Editor's Note: Economist Warns: 50% Unemployment, 100% Inflation Possible

The U.S. unemployment rate fell to 7.8 percent in September from 8.1 percent in August, as employers added a net 114,000 jobs, while households reported that total employment rose by 873,000 in September, mainly due to a surge in demand for part-time workers.

Meanwhile, the creation of new businesses continues to fall, especially in the more recent past.

“I think the discouraging thing is that we have seen the entrepreneurship rate decline, and it has been declining for 20 years, but at a really gradual level. Suddenly in the last three years, it has just collapsed, it’s dropped by a third and the really scary thing is that it has gotten worse each year,” Kane said.

“The officials tell us that we have been in a recovery for two years.
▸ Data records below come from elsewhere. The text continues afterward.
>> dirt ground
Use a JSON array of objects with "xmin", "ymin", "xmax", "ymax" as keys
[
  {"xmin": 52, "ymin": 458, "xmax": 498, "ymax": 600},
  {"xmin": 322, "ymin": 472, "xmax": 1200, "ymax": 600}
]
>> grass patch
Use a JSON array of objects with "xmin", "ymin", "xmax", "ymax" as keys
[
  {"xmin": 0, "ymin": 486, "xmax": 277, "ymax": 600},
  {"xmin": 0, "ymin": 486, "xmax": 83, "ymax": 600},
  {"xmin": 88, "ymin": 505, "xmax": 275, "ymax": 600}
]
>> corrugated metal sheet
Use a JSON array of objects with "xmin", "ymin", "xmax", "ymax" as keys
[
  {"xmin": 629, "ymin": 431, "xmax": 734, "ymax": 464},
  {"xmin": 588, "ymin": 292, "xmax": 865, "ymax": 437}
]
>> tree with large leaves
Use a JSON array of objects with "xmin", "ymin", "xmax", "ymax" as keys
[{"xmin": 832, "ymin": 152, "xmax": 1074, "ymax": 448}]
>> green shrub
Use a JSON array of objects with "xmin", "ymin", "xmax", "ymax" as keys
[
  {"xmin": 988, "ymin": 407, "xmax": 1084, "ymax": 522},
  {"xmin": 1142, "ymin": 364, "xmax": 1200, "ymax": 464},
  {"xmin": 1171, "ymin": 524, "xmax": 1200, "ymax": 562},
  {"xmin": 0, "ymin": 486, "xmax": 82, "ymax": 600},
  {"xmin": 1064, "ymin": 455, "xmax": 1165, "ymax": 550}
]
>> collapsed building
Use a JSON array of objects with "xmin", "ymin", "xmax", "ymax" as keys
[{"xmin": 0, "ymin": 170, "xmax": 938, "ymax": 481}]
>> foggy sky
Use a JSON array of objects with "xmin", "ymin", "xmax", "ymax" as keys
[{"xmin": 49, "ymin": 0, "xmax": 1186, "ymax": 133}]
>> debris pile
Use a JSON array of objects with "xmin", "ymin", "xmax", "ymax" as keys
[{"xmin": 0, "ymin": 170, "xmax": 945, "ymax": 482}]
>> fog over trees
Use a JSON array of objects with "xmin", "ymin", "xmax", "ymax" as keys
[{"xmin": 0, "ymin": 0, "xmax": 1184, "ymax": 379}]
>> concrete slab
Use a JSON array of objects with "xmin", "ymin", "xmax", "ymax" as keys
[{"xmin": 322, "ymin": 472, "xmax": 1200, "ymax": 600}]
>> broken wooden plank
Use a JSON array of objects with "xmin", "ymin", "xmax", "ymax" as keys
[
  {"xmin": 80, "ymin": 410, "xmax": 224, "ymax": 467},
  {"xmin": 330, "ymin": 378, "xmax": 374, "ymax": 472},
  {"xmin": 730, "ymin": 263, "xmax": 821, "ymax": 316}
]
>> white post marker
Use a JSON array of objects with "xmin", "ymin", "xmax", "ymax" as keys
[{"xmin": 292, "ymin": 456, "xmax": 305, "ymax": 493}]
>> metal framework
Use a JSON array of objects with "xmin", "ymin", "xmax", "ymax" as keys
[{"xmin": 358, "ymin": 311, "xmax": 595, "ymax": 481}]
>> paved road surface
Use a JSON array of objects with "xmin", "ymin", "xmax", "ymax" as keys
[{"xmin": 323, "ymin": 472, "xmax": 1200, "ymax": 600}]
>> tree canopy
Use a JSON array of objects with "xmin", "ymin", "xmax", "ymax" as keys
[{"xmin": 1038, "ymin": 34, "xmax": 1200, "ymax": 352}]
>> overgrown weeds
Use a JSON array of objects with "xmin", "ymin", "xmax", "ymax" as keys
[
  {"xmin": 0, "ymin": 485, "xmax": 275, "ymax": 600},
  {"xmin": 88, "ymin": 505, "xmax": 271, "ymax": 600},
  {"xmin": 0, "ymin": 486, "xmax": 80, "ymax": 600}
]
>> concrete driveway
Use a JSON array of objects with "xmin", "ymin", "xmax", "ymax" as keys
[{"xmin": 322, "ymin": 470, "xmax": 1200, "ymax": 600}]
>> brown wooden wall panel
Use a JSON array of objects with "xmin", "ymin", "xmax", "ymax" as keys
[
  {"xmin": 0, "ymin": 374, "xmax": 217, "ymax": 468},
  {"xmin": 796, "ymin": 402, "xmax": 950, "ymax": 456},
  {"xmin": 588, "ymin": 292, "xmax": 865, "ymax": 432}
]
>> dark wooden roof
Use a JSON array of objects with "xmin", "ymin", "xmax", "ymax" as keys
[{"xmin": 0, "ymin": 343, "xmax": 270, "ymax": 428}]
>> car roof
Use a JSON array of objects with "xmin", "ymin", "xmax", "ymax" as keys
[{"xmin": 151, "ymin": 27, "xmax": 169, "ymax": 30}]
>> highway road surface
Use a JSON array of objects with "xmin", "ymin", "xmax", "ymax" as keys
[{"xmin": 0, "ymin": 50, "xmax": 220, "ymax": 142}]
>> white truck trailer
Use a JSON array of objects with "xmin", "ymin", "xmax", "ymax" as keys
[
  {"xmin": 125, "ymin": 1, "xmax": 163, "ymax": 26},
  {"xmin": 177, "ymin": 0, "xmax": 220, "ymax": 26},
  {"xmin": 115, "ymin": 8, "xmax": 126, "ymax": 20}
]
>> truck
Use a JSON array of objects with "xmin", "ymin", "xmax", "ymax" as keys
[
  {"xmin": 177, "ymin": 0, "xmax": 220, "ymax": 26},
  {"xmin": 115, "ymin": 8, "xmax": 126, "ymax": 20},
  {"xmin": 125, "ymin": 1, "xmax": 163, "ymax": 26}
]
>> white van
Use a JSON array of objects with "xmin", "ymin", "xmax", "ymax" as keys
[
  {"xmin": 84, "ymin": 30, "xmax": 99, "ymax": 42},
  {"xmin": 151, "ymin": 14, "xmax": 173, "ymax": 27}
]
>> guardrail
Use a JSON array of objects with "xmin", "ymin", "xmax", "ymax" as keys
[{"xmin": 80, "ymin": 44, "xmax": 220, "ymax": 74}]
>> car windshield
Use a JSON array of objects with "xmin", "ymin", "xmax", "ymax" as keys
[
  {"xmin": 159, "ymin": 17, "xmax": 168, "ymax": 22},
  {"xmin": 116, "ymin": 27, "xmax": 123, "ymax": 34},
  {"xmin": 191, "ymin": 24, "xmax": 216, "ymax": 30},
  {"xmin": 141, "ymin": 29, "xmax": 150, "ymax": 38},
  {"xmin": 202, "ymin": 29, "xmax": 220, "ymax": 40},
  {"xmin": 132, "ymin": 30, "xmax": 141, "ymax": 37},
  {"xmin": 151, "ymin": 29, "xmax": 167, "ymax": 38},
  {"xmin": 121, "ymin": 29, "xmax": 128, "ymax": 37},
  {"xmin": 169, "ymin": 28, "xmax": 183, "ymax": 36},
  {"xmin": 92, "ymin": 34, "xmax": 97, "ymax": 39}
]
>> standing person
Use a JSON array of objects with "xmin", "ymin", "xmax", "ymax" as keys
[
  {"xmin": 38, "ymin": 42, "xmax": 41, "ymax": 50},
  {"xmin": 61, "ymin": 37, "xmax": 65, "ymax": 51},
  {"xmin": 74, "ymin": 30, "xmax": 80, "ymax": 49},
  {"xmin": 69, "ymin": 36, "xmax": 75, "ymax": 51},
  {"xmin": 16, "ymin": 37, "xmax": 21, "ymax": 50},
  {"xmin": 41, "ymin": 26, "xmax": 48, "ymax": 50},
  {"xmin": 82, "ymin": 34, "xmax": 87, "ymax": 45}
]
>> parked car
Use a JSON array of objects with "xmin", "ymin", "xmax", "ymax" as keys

The entrepreneurship rate is actually lower this year than last.”

And not all start-ups are tech companies like Google or Facebook. Many are mom-and-pop operations such as restaurants or kiosks in shopping malls that, when not bogged down by taxes, regulations and uncertainty, would otherwise hire and expand, which is crucial for economic health.

Many are mom-and-pop operations such as restaurants or kiosks in shopping malls that can hire and expand, which is crucial for economic health.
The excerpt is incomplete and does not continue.